Logo

Hukuk Genel Kurulu2020/546 E. 2022/1477 K.

Yapay Zeka Özeti

Uyuşmazlık: Özel Daire bozma ilamına karşı verilen direnme kararının, gerçekte yeni bir hüküm olup olmadığı.

Gerekçe ve Sonuç: İlk derece mahkemesinin, Özel Daire bozma kararına rağmen, yeni delil toplamadan önceki delillerin kapsamı dışında yeni bir gerekçe ile hüküm kurması nedeniyle, direnme kararının yeni hüküm niteliğinde olduğu ve bu nedenle dosyanın Özel Daireye gönderilmesi gerektiği değerlendirilerek direnme kararı bozulmuştur.

Karar Metni

"İçtihat Metni"

MAHKEMESİ :İcra Hukuk Mahkemesi

1. Taraflar arasındaki "borca itiraz" isteminden dolayı yapılan inceleme sonunda, ... İcra (Hukuk) Mahkemesince verilen itirazın reddine ilişkin karar, borçlu vekili tarafından istinaf yoluna başvurulması üzerine ... Bölge Adliye Mahkemesi 12. Hukuk Dairesince verilen istinaf başvurusunun esastan reddine ilişkin kararın borçlu vekili tarafından temyiz edilmesi üzerine Yargıtay 12. Hukuk Dairesince yapılan inceleme sonunda bozulmuş, ... İcra (Hukuk) Mahkemesince Özel Daire bozma kararına karşı direnilmiştir.

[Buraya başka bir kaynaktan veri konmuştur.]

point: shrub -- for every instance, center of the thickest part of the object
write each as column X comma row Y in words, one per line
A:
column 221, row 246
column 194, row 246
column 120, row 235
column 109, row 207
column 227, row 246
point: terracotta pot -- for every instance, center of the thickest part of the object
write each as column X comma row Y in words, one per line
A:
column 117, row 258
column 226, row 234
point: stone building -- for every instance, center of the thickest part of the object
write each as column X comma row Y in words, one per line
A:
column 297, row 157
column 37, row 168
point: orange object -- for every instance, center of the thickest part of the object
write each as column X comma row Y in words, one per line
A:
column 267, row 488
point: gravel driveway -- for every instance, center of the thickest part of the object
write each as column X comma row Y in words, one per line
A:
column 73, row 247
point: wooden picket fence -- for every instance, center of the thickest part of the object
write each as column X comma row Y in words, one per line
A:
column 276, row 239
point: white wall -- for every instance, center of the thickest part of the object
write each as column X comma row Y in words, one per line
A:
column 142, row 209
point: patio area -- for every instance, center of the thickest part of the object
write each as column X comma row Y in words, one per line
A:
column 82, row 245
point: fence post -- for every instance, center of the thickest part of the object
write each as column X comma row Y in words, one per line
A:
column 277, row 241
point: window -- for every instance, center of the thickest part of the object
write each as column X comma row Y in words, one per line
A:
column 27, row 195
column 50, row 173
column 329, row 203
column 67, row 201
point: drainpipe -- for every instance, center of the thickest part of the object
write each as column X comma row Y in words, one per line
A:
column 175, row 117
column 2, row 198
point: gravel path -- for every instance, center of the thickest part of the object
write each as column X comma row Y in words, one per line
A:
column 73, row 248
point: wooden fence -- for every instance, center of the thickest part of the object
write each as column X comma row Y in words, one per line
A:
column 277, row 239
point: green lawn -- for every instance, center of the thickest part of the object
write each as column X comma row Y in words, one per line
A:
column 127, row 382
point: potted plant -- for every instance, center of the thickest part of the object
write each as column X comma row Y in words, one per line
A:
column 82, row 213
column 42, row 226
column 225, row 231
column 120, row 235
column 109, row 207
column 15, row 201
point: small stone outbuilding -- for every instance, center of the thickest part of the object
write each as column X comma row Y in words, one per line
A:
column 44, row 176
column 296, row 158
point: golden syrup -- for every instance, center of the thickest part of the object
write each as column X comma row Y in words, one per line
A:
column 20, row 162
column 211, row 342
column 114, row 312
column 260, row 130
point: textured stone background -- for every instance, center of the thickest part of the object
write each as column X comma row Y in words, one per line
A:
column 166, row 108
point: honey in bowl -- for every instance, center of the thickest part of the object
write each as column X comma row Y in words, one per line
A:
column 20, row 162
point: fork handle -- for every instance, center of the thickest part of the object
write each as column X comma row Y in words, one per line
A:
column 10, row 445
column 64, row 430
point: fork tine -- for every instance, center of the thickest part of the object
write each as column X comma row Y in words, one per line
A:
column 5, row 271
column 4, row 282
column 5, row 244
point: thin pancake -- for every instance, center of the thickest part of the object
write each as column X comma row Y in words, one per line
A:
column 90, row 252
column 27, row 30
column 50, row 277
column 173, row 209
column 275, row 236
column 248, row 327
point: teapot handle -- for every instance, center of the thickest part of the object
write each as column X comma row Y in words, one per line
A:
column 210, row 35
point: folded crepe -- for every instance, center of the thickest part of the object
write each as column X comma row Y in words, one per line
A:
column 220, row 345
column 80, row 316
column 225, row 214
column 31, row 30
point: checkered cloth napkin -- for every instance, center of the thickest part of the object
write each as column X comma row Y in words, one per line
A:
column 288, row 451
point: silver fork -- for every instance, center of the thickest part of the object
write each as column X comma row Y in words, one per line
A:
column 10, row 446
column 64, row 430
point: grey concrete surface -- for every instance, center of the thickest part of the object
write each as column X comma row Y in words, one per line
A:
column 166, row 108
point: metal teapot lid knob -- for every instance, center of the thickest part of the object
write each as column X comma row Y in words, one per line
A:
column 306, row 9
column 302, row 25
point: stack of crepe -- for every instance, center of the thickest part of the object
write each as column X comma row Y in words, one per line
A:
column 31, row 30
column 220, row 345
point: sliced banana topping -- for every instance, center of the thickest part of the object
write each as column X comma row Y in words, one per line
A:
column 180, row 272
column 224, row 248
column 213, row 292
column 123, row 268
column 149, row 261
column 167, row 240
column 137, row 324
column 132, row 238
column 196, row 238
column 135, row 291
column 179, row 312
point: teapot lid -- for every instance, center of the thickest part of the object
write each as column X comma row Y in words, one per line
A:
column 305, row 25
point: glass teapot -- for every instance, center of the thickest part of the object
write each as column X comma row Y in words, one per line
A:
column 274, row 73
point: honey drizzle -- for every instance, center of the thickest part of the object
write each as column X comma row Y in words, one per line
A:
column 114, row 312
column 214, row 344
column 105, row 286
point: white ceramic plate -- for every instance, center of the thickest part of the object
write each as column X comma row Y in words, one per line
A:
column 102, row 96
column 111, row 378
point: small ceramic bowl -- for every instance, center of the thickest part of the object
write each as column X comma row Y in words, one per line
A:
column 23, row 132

2. Direnme kararı borçlu vekili tarafından temyiz edilmiştir.

3. Hukuk Genel Kurulunca dosyadaki belgeler incelendikten sonra gereği görüşüldü:

I. İNCELEME SÜRECİ

Borçlu İstemi:

4. Borçlu vekili; müvekkili aleyhine bono ve çeklere dayalı olarak başlatılan kambiyo senetlerine özgü haciz yolu ile takipte 15.05.2009 vade tarihli ve 29.300TL bedelli bonodaki imzanın müvekkiline ait olmadığını, 11.04.2009 keşide tarihli ve 60.000TL bedelli ile 28.02.2009 keşide tarihli ve 15.000TL bedelli çeklerde müvekkilinin adı soyadı veya imzasının bulunmadığını, çeklerin tek borçlusunun müvekkilinin bir zamanlar işçisi olarak çalıştığı ... Gıda Tarım ve Hayv. San. Tic. Ltd. Şti. olduğunu, müvekkilinin alacaklı ile ticari ilişkisi olmadığı gibi alacaklıya da borcunun bulunmadığını ileri sürerek borca itirazının kabulü ile alacaklı aleyhine kötü niyet tazminatına hükmedilmesine karar verilmesini talep etmiştir.

Alacaklı Cevabı:

5. Alacaklı vekili; borçlunun ceza davası dosyasında ... Noterliğinin 20.03.2008 tarihli 6260 yevmiye nolu vekâletnamesi ile genel müdürlük görevini yürüttüğünü beyan ettiğini, ... Gıda Tarım ve Hayv. San. Tic. Ltd. Şti. yetkilisi ...’ın da imzaların borçluya ait olduğunu iddia ettiğini, borçlunun imzasını tahkik etme imkânı olmayan alacaklının kötü niyet veya ağır kusurundan bahsedilmeyeceğini belirterek itirazın reddini savunmuştur.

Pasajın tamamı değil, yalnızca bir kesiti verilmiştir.